Jakarta, Wartapembaruan.co.id - Asosiasi Perusahaan Jasa Tenaga Kerja Indonesia (APJATI) dan Direktorat Jenderal Asia Pasifik dan Afrika Kementerian Luar Negeri, menyelenggarakan forum diskusi membahas penempatan pekerja migran Indonesia di luar negeri terutama di negara-negara kawasan Asia Pasifik dan Afrika di Jakarta baru-baru ini.
Ketua Umum Dewan Pengurus Pusat (DPP) Asosiasi Perusahaan Jasa Tenaga Kerja Indonesia (APJATI), Ayub Basalamah mengatakan, kegiatan ini merupakan komitmen Pemerintah Indonesia untuk membangun sinergi dengan perusahaan swasta dalam menembus pasar barang dan jasa internasional.
“Kementerian Luar Negeri sebagai pembawa pesan Indonesia ke dunia dan penghimpun pesan dunia untuk Indonesia telah berhasil menjalankan fungsinya dengan baik, terutama pada bidang ekonomi. Acara-acara (sosialisasi) seperti ini sangat membantu pihak swasta untuk mengetahui peluang-peluang di luar negeri dan menunjukkan keseriusan pemerintah dalam membangun sinergi dengan pihak Swasta,” kata Ayub Basalamah.
Selain sebagai media informasi mengenai potensi bisnis di pasar internasional, kegiatan ini juga dapat dimanfaatkan sebagai wadah untuk menyampaikan kritik dan saran yang membangun dari pelaku usaha Indonesia kepada Pemerintah Indonesia.
Kritik dan saran yang membangun tentunya sangat dibutuhkan pemerintah untuk terus meningkatkan pelayanannya sehingga lebih efektif dan maksimal dalam mendukung peningkatan daya saing Indonesia di pasar internasional.
Wakil Ketua Umum DPP APJATI Bidang Tenaga Kerja Ahli dan Profesional, Said Saleh Alwaini, menyampaikan pandangannya mengenai regulasi yang kurang tepat dalam penempatan tenaga kerja ahli dan profesional ke luar negeri di acara tersebut.
Menurutnya, regulasi penempatan Pekerja Migran Indonesia (PMI) saat ini masih bersifat pukul rata, dimana pengaturan antara PMI yang bekerja di sektor rentan (vulnerable sectors) dengan sektor lainnya tidak dibedakan.
“Ketika berbicara mengenai penempatan PMI sebagai asisten rumah tangga (domestic workers) dengan perawat dan insinyur ke Australia tentu prosedurnya harus dibedakan.
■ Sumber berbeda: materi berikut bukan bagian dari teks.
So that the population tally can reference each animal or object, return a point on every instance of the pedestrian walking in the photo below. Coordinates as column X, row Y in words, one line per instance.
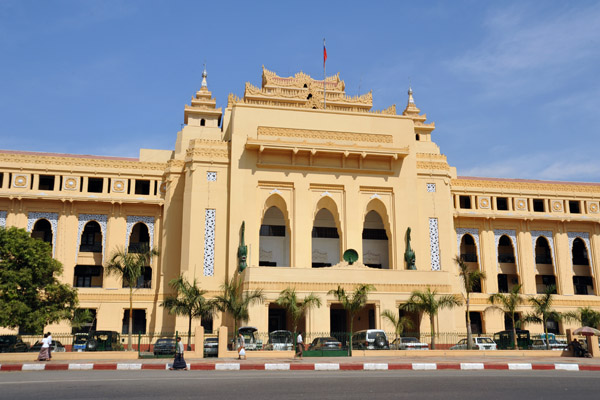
column 241, row 347
column 300, row 346
column 50, row 346
column 179, row 361
column 44, row 354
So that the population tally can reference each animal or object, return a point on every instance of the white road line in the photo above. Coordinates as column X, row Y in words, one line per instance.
column 33, row 367
column 277, row 367
column 375, row 366
column 327, row 367
column 471, row 366
column 424, row 366
column 227, row 367
column 81, row 366
column 515, row 366
column 567, row 367
column 129, row 366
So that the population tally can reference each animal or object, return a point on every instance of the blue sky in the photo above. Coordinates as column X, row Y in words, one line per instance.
column 513, row 86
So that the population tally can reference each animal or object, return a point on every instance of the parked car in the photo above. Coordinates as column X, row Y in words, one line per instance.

Prosedur yang ketat dengan verifikasi berlapis sangat diperlukan untuk melindungi domestic workers karena pekerjaannya masuk ke dalam kategori vulnerable sectors.Tetapi, untuk penempatan tenaga skilled dan professional, regulasi yang terlalu ketat justru menghambat upaya peningkatan jumlah penempatan sektor tersebut” ujar Said Saleh Alwaini.
Prosedur yang ketat tersebut juga menghambat Perusahaan Penempatan Pekerja Migran Indonesia (P3MI) dalam menempatkan tenaga kerja yang ahli dan profesional ke negara-negara yang potensial.
Padahal penempatan PMI yang ahli dan profesional di negara-negara tersebut dapat menghasilkan efek pengganda seperti mendatangkan permintaan ekspor barang dari Indonesia ke negara-negara tersebut.
“Kita ambil contoh PMI yang kita tempatkan di Australia. Satu waktu ketika saya berkunjung ke Australia saya mendapat request dari orang-orang yang berhasil kita berangkatkan ke sana untuk ekspor coconut husk dari Indonesia," ujarnya.
"Tentu hal seperti ini yang kita harapkan, dimana PMI yang kita kirim ke luar negeri bisa menjadi duta pemasaran produk-produk Indonesia di luar negeri,” lanjut Said Saleh Alwaini.
Kegiatan sosialisasi seperti ini tentu sangat bermanfaat untuk membuka wawasan pelaku usaha Indonesia mengenai potensi-potensi di pasar internasional.
Selain itu kegiatan ini dapat menjadi media tukar pikiran antara pihak swasta dan pemerintah untuk meningkatkan sinergi di antara keduanya.
APJATI sangat berharap Kementerian atau Lembaga lainnya, terus membuka forum diskusi seperti ini dengan para pelaku usaha, khususnya di bidang ketenagakerjaan yang berkaitan dengan penempatan PMI ke luar negeri.